Understanding Multiplication/Dot Product of Two Numbers/Two Vectors This might be a silly question, but I just realized I don't think I understand what multiplication really is. For example I know $3\cdot4=12$ because that's what you learn in school. If we go with the idea of multiplication as repeated addition, $3\cdot4$ means add $3$ to $0$ (the zero elements) $4$ times. So here we have multiplication defined in terms of addition and the zero/identity element for natural numbers.
My confusion is around numbers that have units. Say we have oranges, how does one interpret $3$ oranges $\cdot 4$ oranges?
Does adding a unit (oranges) to the number make it a vector and therefore the multiplication operator has a different meaning because for two vectors it's dot products? If so, why do we interpret the multiplication of a basis vector with itself to be 1?
 A: It may be hard to understand from an outside point of
view but mathematics is based on precise definitions
that are decided on by mathematicians among themselves.
Thus, for example, the dot product of a unit vector
with itself is $\,1\,$ as a consequence of the precise
definition of the dot product of vectors. However, in
order to multiply oranges by oranges there is no such
precise definition of the result. Of course, you or
anyone else are free to come up with a definition if
that is desired. This new hypothetical definition may
not be useful or well defined but it could be done.
Other than that, there is no currently meaningful way
to multiply two oranges, as far as I know.
As for the precise definition of dot product of two
vectors, such as $\,\vec{i}\cdot\vec{i}\,,$ this is
closely related to the definition
of vectors themselves as geometric objects (loosely
imagined as arrows in space). The origin of vectors
has a long and interesting history. Some of this is
in Michael J. Crowe's book, A History of Vector
Analysis and several other sources. More details
are not suitable for MSE.
A: I think learning a bit of Abstract Algebra (here's an introduction) will answer some of these questions. An operator (addition/multiplication/etc) and type of objects (integers/reals/vectors/etc) it acts on - come together. You need to define what a multiplication is for this type of objects. For instance:

*

*Multiplication of 2 integers can be represented with repeated addition as you mentioned

*(Scalar) Multiplication of a geometrical vector (an arrow) is stretching squeezing that vector. Imagine a physical stretching of an arrow without multiplication of its components. You just have an instruction to stretch 2x and that's what you do with a pen and paper.

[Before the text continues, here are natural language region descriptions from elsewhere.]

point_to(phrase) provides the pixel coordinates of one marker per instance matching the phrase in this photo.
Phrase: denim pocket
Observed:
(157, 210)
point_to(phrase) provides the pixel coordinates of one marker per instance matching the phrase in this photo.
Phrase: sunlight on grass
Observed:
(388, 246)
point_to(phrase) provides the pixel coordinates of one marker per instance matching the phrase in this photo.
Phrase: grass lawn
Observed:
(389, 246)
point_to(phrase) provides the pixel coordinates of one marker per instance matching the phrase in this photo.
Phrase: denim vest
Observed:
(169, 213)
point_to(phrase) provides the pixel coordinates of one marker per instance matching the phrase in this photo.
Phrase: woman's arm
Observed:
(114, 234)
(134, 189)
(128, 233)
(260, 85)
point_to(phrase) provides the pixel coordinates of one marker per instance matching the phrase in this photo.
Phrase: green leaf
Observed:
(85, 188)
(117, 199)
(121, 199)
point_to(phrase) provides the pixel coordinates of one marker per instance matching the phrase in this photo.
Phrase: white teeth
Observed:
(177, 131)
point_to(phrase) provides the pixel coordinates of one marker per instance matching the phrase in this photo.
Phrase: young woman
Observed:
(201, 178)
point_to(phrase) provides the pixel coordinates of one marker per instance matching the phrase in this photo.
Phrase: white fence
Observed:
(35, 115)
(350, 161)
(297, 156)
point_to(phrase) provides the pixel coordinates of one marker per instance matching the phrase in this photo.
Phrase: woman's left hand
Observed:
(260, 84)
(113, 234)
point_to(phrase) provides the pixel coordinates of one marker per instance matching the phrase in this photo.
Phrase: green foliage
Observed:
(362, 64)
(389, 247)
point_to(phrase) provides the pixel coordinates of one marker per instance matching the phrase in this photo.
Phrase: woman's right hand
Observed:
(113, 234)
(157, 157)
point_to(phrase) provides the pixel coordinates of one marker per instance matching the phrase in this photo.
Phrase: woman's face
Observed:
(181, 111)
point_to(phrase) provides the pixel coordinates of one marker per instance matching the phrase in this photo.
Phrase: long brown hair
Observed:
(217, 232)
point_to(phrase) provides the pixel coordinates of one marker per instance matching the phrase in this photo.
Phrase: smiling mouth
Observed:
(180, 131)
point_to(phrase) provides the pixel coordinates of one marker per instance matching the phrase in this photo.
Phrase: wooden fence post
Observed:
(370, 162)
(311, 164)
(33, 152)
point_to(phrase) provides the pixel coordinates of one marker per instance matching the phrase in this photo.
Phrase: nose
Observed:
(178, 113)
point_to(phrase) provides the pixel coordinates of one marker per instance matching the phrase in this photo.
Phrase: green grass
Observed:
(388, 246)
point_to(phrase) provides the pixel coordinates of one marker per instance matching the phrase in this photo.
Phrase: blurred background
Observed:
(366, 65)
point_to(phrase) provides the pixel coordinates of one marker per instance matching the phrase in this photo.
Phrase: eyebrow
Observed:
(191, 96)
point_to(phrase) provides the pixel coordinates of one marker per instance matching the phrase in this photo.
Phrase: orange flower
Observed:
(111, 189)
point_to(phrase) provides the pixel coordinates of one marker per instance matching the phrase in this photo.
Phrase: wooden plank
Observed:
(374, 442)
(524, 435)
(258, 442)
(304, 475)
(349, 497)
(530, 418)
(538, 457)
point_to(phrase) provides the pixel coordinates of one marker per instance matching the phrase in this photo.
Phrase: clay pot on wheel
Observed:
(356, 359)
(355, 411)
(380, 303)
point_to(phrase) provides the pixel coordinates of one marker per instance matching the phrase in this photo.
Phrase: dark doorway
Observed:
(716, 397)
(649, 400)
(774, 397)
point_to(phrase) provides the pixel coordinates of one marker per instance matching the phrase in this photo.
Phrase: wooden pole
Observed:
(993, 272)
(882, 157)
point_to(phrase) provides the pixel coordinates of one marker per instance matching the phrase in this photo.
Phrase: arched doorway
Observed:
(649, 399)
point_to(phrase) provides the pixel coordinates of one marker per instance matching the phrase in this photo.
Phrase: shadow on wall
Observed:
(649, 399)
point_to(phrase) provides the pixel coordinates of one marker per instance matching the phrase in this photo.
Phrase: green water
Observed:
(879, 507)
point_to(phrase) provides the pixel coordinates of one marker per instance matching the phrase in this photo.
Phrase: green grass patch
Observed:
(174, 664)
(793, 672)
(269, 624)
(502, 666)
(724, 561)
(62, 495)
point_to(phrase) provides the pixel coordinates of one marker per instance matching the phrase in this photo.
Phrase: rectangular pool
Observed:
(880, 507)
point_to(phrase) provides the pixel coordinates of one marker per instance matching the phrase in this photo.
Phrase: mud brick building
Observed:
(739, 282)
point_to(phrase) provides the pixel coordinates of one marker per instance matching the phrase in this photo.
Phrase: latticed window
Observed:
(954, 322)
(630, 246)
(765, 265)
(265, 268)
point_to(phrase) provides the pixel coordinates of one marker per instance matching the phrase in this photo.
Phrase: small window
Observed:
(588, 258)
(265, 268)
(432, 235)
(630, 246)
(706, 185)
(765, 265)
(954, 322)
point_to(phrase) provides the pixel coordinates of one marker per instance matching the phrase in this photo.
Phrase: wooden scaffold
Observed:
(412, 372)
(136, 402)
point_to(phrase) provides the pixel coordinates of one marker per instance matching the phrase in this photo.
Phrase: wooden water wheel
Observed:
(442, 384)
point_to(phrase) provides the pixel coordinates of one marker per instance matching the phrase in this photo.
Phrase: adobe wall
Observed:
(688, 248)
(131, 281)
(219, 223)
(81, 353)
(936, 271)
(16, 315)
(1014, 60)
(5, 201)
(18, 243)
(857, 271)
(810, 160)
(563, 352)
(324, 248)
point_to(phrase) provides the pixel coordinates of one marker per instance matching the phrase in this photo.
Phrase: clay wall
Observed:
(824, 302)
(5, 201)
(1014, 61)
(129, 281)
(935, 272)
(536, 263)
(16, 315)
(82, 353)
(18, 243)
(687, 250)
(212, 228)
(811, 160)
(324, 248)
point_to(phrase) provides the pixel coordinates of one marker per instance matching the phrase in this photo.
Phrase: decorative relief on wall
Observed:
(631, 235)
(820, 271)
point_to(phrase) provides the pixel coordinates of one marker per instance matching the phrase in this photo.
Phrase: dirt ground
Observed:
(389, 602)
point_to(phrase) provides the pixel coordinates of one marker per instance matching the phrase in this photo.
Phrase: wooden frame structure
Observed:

You can come up with any mathematical operation which does craziest things. But most of such operations will be useless. E.g. they won't help finding unknown $x$ in the equation: $a*x=b$ where $*$ is your new mathematical operation, and $a, x, b$ are your new type of objects (I don't know.. let's say they are circles - you multiply circles). While existing, real maths creates these structures & operations in a way to be useful for some purpose.
Dot product is not a multiplication in the typical sense. E.g. you can't solve  $a\cdot x=b$. This operation has a completely different purpose - it's useful for different reasons. E.g. it can be used:

*

*To define length of a vector: $|a|=\sqrt{a\cdot a}$

*To find a unit vector (of length 1) that points to the same direction: $\frac{a}{|a|}$

*To find out if vectors are perpendicular (when $a\cdot b=0$)

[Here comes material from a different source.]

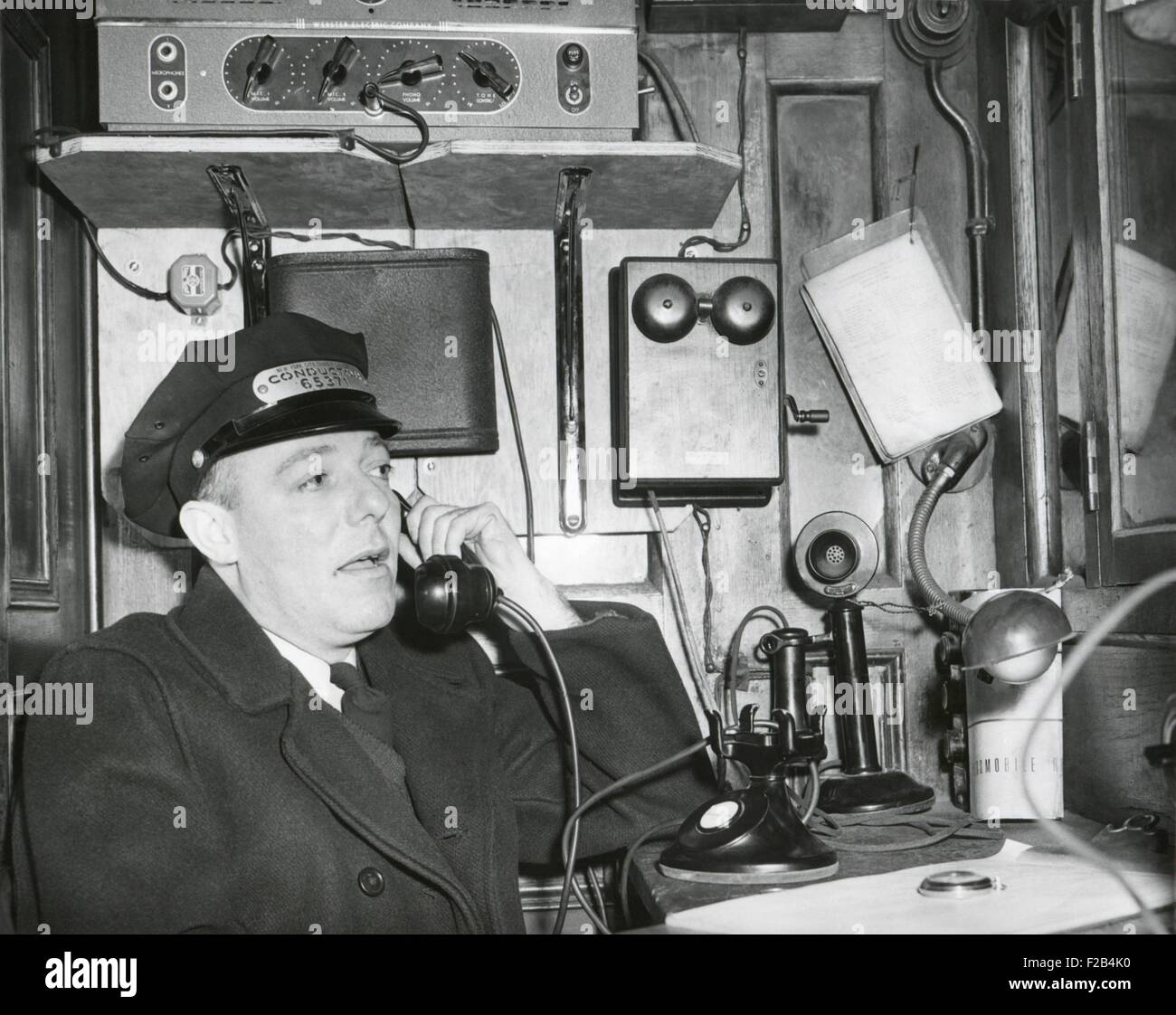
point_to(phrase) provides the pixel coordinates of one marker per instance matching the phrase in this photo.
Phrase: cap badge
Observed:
(286, 381)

*To find projections of one vector onto another ($b\cdot \frac{a}{|a|}$)

That's why Dot Products are useful - not because they can e.g. solve equations. Incidentally all this math can be generalized. Notice that e.g. functions like polynomials also have similar properties like geometrical vectors: you can multiply them by a scalar, you can add them. But then - what would be a length of such "vector"? What is a dot product? To answer these questions a list of requirements are introduced for such products taken from what we just saw like length of a unit vector $\frac{a}{|a|}$ is 1, and others. So if we could come up with a new operation that obeys these properties - we can use it the way we used dot products.
Such products are now called Inner Products and Dot Product is just one of the implementations. For functions for instance you could define a different implementation like $\int{f(x)f(x)dx}$ is going to be similar to $a \cdot a$. It's possible to define all sorts of implementations for Inner Product, but they still have to obey those roles. And now we can define what length is and it means to be perpendicular for functions and other entities that obey similar rules. And we can re-use all the maths from vectors with these entities - when used in such a way these entities and their respective operations are called Abstract Vectors.
Now units is about giving physical sense to numbers. Can you multiply oranges? Mathematically - the requirement is that you have right entities (e.g. integers) and appropriate operation (e.g. multiplication). But whether this has physical sense - that's not up to math to decide. If $orange^2$ (area of a field of oranges) makes sense - then go ahead and do the operation.
If you use oranges as one of the components of your vector e.g. then $|o|=\sqrt{o \cdot o}$ is still a length of a vector, so it gives you number of oranges in it (which you knew from the vector's component already).